Members of People for the Ethical Treatment of Animals protest Ringling Bros. and Barnum & Bailey Circus outside the Bradenton Area Convention Center on Friday.
STAFF PHOTO / KATY BERGEN
By Katy Bergen
July 12, 2013
PALMETTO - Donna Grace, 64, slipped the bottom of the elephant suit on first, holding on to a friend as she pulled silvery-gray fur over her knees. But she struggled with the detachable feet with the big padded toes before she plopped on a pachyderm-inspired mask with a blood-stained ACE bandage wrapped around its head.

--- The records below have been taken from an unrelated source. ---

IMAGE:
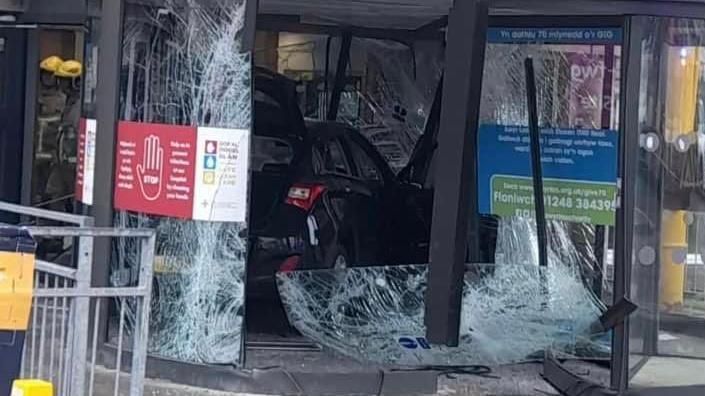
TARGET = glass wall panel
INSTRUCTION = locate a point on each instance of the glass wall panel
(668, 275)
(185, 90)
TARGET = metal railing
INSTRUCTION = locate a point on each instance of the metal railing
(62, 341)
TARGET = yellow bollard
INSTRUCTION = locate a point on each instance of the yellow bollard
(673, 242)
(32, 388)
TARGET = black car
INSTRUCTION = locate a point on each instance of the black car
(322, 195)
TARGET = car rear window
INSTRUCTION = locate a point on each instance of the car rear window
(271, 154)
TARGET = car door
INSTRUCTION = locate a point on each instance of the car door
(369, 185)
(331, 222)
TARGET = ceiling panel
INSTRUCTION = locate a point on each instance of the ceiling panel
(403, 14)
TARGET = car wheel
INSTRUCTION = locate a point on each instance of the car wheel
(341, 261)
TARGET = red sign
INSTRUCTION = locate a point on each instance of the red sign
(154, 169)
(80, 165)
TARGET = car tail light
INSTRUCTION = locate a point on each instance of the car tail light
(290, 264)
(304, 195)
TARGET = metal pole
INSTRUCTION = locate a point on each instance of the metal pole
(536, 169)
(340, 72)
(30, 114)
(629, 146)
(81, 309)
(455, 217)
(141, 330)
(107, 93)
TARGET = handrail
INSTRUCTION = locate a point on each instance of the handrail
(46, 214)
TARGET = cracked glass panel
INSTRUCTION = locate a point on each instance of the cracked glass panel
(512, 309)
(183, 64)
(389, 88)
(393, 102)
(511, 313)
(667, 273)
(577, 89)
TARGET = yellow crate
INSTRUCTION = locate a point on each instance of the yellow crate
(32, 388)
(16, 276)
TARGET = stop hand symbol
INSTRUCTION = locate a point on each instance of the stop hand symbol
(150, 171)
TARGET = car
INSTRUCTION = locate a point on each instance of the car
(322, 196)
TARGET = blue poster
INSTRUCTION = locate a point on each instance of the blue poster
(579, 169)
(594, 35)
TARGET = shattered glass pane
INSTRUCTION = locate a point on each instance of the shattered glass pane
(394, 105)
(513, 309)
(183, 64)
(511, 313)
(577, 87)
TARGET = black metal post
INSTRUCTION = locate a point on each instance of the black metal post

“Can you zip me up?” Michelle Hughes, 20, asked nearby. She was already wearing a tiger costume and sipping water intently from a pink bottle before donning the thick, heavy head in the middle of a humid Florida afternoon.
As Ringling Bros. and Barnum & Bailey Circus owner Kenneth Feld spoke at the Florida Neighborhoods Conference in Palmetto on Friday, local members from People for the Ethical Treatment of Animals staked out a spot on U.S. 41 to protest the alleged abuse of circus animals that they say are often beaten, tied up and forced to perform.
It is an accusation they say is supported by photos and video obtained by whistleblowers, and one that circus representatives have consistently sought to refute.
“They are a prized symbol,” Feld Entertainment spokesman Stephen Payne said Thursday. “We want to make sure the stars of the show are taken care of. Regardless of species, all animals are a top priority.”
Protestors said baby elephants are often wrestled to the ground by men trying to teach the animals complicated positions. They also allege that animals are broken in by being tied to concrete floors for long hours and separated from their mothers.
According to U.S. Department of Agriculture inspection reports, Feld Entertainment has not been cited for non-compliance since 2011, when the company was fined $270,000 for violations of the Animal Welfare Act.